Débuts contrastés pour les deux ex-n°1 : le Serbe a brillé, l’Écossais a ramé…

Fortunes diverses pour les deux anciens premiers mondiaux. Peu inspiré pour son entrée en matière avec la Grande-Bretagne contre le modeste Hollandais Griekspoor (ATP 179), Andy Murray a dû batailler en trois sets pour émerger dans le tie-break décisif (6-7 (9), 6-4, 7-6 (5)). Multipliant les approximations (27 fautes directes), l’Ecossais évitait de peu la douche froide, étant mené 1-4 dans le dernier set. "Je n’ai vraiment pas bien abordé le match, ce n’était pas un bon jour. Mais avec l’expérience, j’ai appris à me sortir de ce genre de situation. Défensivement, j’ai été très solide dans le dernier tie-break, ce qui m’a permis de m’en tirer", analysait-il.

Physiquement, le Britannique a également reconnu avoir engrangé quelques kilos superflus. "Je n’ai plus 25 ans, mon approche d’entraînement a littéralement changé.

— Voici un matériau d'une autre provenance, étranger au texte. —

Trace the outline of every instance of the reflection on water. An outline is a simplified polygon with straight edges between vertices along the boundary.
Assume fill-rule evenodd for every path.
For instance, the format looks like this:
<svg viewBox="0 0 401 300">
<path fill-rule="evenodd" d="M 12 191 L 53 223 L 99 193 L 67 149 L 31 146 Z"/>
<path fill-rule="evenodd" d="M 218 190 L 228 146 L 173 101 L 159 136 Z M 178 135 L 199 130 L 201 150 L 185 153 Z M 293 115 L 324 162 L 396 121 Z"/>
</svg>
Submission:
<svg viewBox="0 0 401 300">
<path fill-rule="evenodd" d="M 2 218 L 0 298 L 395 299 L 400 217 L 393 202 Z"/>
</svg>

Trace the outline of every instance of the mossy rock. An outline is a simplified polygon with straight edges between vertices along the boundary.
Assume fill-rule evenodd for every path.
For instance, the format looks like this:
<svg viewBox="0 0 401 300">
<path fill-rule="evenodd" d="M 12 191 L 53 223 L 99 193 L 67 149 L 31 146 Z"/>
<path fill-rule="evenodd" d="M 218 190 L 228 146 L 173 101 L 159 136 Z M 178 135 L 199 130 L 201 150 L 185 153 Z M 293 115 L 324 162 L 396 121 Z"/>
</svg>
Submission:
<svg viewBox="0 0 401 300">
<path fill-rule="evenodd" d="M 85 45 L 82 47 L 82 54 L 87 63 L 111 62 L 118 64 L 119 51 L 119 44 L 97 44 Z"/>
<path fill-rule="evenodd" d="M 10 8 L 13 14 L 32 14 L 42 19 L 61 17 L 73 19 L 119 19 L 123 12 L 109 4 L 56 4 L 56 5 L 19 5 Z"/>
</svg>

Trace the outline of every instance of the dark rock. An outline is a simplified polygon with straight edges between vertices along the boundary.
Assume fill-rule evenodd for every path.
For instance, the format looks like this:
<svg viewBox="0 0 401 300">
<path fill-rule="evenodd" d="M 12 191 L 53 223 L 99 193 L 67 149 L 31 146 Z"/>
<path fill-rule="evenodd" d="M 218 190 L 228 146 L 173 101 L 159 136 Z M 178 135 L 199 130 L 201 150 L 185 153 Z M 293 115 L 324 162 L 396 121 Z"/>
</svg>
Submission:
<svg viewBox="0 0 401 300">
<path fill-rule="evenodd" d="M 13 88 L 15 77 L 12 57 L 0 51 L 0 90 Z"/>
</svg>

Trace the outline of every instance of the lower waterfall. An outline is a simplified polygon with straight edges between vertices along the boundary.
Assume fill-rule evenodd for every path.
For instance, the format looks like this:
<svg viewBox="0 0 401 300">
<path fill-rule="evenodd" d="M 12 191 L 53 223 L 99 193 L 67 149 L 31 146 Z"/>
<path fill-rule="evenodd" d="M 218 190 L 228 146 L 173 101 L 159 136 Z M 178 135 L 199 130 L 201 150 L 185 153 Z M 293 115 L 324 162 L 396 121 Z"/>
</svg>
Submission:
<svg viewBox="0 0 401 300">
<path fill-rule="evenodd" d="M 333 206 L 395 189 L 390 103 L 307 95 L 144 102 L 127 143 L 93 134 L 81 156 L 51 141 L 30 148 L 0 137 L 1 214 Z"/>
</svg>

Je fais davantage attention à ce que je mange mais je me suis senti un peu lourd. J’ai peut-être 4 ou 5 kilos en trop. Il me faut plus de temps pour être fit", poursuivait-il. Murray ne se montre pas, pour autant, inquiet pour la suite : "j’ai prouvé à Anvers que je pouvais enchaîner cinq matchs d’affilée de haut niveau."

De son côté, Djokovic n’est plus handicapé par son coude. "Je me sens vraiment bien", renchérissait-il. Il n’a, d’ailleurs, mis que 68 minutes pour battre Yoshihito Nishioka (ATP 73). Le n°2 mondial, qui n’avait plus joué en Coupe Davis depuis avril 2017, s’est imposé 6-1, 6-2.

Le Serbe a aussi confié qu’il était en faveur de "la création d’une seule Super Coupe en septembre après l’US Open. Les deux Coupes (Davis et ATP, NdlR) ne peuvent coexister à six semaines d’écart. C’est trop rapproché".